Hoje, com o furor tecnológico que tomou conta de todas as camadas populares, o mundo da internet disponibiliza uma avalanche de possibilidades de manifestação artística, terreno vasto onde temos chances de ser vistos e ouvidos.
A resposta a toda essa flexibilidade tecnológica é a grande facilidade que temos hoje para passar e repassar informações em um curto espaço de tempo. A briga entre a pirataria, os downloads legalizados e os direitos autorais parecem não ter fim. A portabilidade musical atingiu o seu ápice com a chegada do MP3.
De acordo com a Associação Brasileira de Música Independente (ABMI), 80% da produção nacional de música é formada por bandas independentes, representando uma parcela de 25% (cerca de 15 milhões) do total vendido no país.
Grande parte desses artistas têm usado a internet como ferramenta fundamental na divulgação de seus trabalhos e, sem o apoio das gravadoras, dão surgimento a outras formas de difusão, comunicação, e novas mídias, fortalecendo o que antes parecia ser tão distante: a interação do artista com seu público.

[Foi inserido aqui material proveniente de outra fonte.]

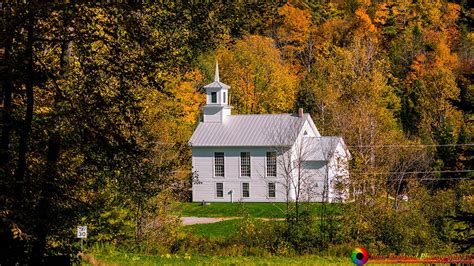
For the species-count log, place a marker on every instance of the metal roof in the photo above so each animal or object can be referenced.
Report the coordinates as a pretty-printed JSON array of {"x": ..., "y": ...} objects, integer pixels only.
[{"x": 249, "y": 130}]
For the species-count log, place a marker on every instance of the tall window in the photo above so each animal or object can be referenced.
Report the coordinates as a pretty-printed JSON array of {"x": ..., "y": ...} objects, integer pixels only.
[
  {"x": 220, "y": 190},
  {"x": 245, "y": 164},
  {"x": 245, "y": 190},
  {"x": 218, "y": 164},
  {"x": 213, "y": 97},
  {"x": 271, "y": 190},
  {"x": 271, "y": 163}
]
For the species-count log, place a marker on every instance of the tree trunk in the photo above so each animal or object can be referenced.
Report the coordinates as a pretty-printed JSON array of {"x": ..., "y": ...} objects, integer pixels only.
[{"x": 26, "y": 125}]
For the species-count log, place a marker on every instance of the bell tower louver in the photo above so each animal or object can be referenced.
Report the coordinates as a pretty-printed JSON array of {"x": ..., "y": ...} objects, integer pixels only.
[{"x": 217, "y": 100}]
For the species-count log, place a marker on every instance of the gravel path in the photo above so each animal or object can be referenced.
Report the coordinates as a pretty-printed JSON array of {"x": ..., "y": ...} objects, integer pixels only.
[
  {"x": 204, "y": 220},
  {"x": 211, "y": 220}
]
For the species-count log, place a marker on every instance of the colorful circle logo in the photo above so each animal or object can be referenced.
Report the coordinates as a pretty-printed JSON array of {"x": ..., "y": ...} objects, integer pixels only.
[{"x": 360, "y": 256}]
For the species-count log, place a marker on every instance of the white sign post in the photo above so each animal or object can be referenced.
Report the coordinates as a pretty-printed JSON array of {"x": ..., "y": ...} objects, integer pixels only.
[{"x": 82, "y": 233}]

A cena Indie (Movimento Musical Independente) é o principal ponto de apoio dessa revolução musical. Cansei de ser Sexy (CSS), Autoramas e Mallu Magalhães, além da banda pernambucana Mombojó, são alguns exemplos de músicos que conseguiram projeção nacional de seus trabalhos através da web e hoje a usam em benefício de suas carreiras. Sem esquecer o roqueiro Lobão, um dos primeiros a romper com uma gravadora e disponibilizar seu trabalho em gratuitamente na internet e até em bancas de jornal.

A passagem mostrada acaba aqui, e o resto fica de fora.